1. An electrically controlled bolt stop with a control plate that is connected by force fit with a bolt, characterized in that the control plate (13) incorporates a twist pin (13c) that fits in a bolt carrier (14): in that the control plate is also provided with a control pin (23) that fits in the control surface (15b) of a pawl (15); in the pawl (15) is connected to the bolt-keeper (14) through a pin (25) and a spring (16); in that a solenoid (20) is opposite the escapement (15a); and in that when the solenoid (20) is energized the control pin (23) rotates the pawl (15) about the secured escapement (15a) and thus forces the bolt-keeper (14) into the released position.

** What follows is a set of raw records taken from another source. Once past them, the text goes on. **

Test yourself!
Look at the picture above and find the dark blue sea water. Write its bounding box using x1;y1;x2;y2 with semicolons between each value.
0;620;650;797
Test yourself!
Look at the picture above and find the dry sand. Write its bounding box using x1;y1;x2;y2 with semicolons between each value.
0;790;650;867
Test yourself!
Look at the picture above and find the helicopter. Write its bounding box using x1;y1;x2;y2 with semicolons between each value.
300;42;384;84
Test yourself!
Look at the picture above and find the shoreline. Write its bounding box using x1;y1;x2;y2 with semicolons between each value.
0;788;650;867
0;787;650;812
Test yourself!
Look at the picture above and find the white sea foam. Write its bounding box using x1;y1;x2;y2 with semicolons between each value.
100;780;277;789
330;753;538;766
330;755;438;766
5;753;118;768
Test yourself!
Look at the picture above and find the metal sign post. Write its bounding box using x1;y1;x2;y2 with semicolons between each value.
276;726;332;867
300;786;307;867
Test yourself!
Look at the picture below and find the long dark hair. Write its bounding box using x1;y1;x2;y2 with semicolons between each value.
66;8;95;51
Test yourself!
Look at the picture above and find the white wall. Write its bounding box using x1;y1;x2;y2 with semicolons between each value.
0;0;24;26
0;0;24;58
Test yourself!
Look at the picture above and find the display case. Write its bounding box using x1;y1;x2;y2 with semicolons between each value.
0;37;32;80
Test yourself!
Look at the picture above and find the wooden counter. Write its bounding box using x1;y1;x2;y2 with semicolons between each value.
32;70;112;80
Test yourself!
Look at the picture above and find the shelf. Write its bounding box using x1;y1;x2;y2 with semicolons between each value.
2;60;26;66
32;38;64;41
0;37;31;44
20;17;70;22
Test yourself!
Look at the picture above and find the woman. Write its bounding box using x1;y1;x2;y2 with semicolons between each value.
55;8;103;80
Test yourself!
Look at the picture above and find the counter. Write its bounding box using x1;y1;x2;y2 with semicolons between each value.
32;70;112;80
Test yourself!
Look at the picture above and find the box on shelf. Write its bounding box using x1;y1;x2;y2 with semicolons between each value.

2. A bolt stop as defined in claim 1, characterized in that the housing (1) of the bolt stop is installed on the housing of a security lock (29), the bolt (30) of which supports a pin (31) fits into the control plate and moves this.

3. A bolt stop as defined in claim 1, wherein two halves (3, 4) of a tilting bolt are supported within the housing (1) of the bolt stop of which one (4) fits through a control pin (4b) into the control curve (13b) of the control plate (13);

and wherein the bolt stop is so mounted on the bolt system plate that the tilting bolt halves fit into recesses in the lock system bars.

4. A bolt stop as defined in claim 1, wherein the spring (16) constantly presses the escapement (15a) against the yoke of the solenoid (20) that is designed only to exert a holding force.

5. A bolt stop as defined in claim 1, wherein for purposes of emergency opening there is a second pawl (22) beneath the pawl (15), opposite which there is a second solenoid (21);
and wherein a control pin (15c) fit into a hook-shaped control curve (22a) of the pawl (22) and moves this pawl if the solenoid (21) is not energized.